The INSTRUMENTAL AND CHAMBER box begins with perhaps the finest playing in the entire set, Vadim Repin and Boris Berezovsky hauntingly attuned to the distant voices of the harrowing First Violin Sonata. Repin in 1995 may not have had the warmth of tone to carry the violin arrangement of the Flute Sonata, but he’s infinitely preferable to an inexplicably dull-toned Jean-Pierre Rampal in the original. The selection of piano sonatas is really half-baked – how to justify the absence of the Sixth? – and though there are fascinating subtleties in Steven De Groote’s Eighth, it doesn’t tell the full weighty story as Russian pianists seem so well to understand it. Three cheers, though, for the presence of the Berlin Soloists’ first-rate Quintet, which should win new admirers for this fascinating score from the mid-Twenties.

No one, at least, should be too disappointed by the CONCERTOS box. A slight recorded veil around the expert nuancing of Vladimir Kraniev can be attractive in the mysteries of the Second Piano Concerto; the work’s considerable technical challenges seem to pose no problems, either.
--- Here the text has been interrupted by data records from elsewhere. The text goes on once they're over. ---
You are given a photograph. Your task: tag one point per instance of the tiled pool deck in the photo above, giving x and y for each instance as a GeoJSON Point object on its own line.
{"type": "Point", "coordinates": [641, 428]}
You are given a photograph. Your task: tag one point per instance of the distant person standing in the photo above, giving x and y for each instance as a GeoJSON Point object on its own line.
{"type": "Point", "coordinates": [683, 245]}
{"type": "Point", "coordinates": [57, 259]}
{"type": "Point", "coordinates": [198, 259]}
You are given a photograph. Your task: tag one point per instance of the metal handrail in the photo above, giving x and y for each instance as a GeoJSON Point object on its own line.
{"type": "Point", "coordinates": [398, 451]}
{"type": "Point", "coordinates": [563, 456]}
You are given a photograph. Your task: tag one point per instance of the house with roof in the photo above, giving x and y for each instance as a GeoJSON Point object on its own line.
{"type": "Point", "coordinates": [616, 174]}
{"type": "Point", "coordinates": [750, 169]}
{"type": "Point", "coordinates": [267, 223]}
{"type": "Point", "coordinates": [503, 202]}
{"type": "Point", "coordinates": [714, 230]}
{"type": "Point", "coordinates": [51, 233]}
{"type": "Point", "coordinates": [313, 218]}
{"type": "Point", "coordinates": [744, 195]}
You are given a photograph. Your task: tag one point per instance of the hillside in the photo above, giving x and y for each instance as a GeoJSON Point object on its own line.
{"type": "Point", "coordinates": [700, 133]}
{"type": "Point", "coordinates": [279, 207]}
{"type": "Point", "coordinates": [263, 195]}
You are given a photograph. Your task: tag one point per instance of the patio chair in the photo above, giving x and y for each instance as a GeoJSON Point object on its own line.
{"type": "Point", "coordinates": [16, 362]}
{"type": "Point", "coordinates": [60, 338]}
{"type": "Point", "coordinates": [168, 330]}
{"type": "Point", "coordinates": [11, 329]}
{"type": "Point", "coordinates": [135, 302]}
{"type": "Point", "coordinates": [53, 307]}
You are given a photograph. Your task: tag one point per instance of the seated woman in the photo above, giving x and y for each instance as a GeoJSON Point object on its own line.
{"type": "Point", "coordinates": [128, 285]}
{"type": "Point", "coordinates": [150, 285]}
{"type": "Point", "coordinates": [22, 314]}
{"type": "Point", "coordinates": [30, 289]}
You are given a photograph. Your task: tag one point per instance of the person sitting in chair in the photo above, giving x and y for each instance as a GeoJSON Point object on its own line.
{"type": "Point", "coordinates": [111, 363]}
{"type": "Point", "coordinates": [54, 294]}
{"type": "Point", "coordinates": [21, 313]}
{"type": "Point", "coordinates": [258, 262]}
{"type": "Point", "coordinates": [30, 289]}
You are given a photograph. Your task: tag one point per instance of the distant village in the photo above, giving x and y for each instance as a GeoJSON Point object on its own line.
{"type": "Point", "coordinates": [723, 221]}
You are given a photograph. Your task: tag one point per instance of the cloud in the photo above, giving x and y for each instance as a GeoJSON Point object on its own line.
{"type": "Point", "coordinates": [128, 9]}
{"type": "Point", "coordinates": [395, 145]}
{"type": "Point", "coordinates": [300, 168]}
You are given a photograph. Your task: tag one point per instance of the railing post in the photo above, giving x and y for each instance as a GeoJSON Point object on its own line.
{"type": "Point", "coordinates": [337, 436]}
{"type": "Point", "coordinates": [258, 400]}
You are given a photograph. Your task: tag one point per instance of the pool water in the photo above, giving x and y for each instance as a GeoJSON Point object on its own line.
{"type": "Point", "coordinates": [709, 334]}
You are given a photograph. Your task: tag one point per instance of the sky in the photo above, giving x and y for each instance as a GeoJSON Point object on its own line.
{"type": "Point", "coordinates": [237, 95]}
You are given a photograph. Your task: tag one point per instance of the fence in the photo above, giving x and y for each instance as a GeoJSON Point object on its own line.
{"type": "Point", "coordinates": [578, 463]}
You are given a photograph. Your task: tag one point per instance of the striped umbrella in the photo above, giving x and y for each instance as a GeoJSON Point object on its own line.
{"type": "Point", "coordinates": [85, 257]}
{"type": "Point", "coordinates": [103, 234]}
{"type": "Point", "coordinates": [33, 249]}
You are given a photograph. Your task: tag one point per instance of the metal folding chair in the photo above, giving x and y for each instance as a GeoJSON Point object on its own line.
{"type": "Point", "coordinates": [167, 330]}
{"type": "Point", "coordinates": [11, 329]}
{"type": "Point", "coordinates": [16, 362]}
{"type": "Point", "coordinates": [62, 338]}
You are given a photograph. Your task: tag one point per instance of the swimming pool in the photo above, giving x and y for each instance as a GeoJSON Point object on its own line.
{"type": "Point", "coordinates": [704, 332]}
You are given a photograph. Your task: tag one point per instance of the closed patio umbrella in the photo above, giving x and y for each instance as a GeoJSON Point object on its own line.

And though no single Kraniev performance of the five piano concertos scales the heights of an Argerich or an Alexeev, it’s a companionable sequence. Warner was spoilt for choice in the violin concertos; I think most listeners would have been happy to hear both performances from live-wire Maxim Vengerov (heard here in the First Concerto) and the rather more searching Repin. Rostropovich’s 1987 Symphony-Concerto bears the seal of its first interpreter, but there’s little of the cohesive drive you find in his earlier performances; still, even Rostropovich at second-best is worth more than most cellists in excelsis.

The one truly extraordinary coup of the edition, a bonus disc, is remarkable not so much for the piano-roll performances made by Prokofiev in the Twenties – why on earth weren’t these recorded in state-of-the-art sound? – but for his rollicking delivery of two songs from Ivan the Terrible. You even hear the master’s voice in an American interview – sticking his neck out about the state of Soviet music – and in a more matter-of-fact Russian broadcast. Now more of that really would have made it all worthwhile.